Il vaudrait la peine d’évoquer les merdes que sont les gouvernements gauchistes d’Amérique Latine, comme leur ami Evo Morales, Président de Bolivie, l’indien Aymara de gauche qui allait tout sauver. Haha, par pitié ! Ou la Présidente Bachelet qui allait aussi arranger la situation des citoyens chiliens parce que femme de gauche… Encore une fois, par pitié ! Et nous ne disons pas que cela a été l’horreur parce qu’ils ont mal administré les choses, mais parce que tout poste gouvernemental (et un poste présidentiel encore plus) sert au maintien du système, soit au maintien de l’État, du progrès, de la société techno-industrielle. Et je ne vais pas commencer à évoquer les frères Castro de Cuba, ni Chávez ou Maduro du Vénézuela [5].

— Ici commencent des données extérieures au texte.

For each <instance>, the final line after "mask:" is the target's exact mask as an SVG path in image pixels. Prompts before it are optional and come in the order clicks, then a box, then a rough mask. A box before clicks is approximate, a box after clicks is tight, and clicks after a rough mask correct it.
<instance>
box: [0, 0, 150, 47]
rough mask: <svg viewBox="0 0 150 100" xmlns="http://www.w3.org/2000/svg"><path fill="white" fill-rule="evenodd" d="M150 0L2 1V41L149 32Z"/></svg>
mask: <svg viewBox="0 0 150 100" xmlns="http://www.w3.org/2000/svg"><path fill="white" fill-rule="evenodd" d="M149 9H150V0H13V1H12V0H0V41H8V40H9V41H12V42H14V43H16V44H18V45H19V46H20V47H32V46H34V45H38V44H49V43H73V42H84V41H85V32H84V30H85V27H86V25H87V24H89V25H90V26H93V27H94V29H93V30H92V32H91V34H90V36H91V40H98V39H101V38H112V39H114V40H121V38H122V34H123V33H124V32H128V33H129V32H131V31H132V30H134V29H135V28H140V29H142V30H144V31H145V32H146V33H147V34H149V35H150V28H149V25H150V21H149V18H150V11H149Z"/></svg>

En plus de tout, nous trouvons ridicule que la proposition de l’EZLN et du CNI, alors qu’elle est issue d’un environnement indien, cherche à organiser et à administrer la société de masses [6], une gouvernance et un ordre généralisés, qui tendent à homogénéiser et à contrôler, et encore plus si la dynamique du Capital est au milieu de tout. Un monde gouverné par des États-Nation qui abîment, envahissent et détruisent des territoires ancestraux, qui imposent des identités nationales créées pour maintenir l’unité des individus sous le voile de ses lois, qui détruisent la diversité et jusqu’à la nature. Il s’agit précisément du monde contre lequel nous luttons. Je ne comprends pas comment, si l’on fait l’hypothèse que cette candidature sortirait gagnante, pourrait être arrêtée l’avancée du progrès [7] et l’industrialisme qui acculent chaque jour un peu plus ces groupes indiens qu’ils disent soutenir. Au final, nous voyons que la proposition zapatiste cherche à administrer le progrès.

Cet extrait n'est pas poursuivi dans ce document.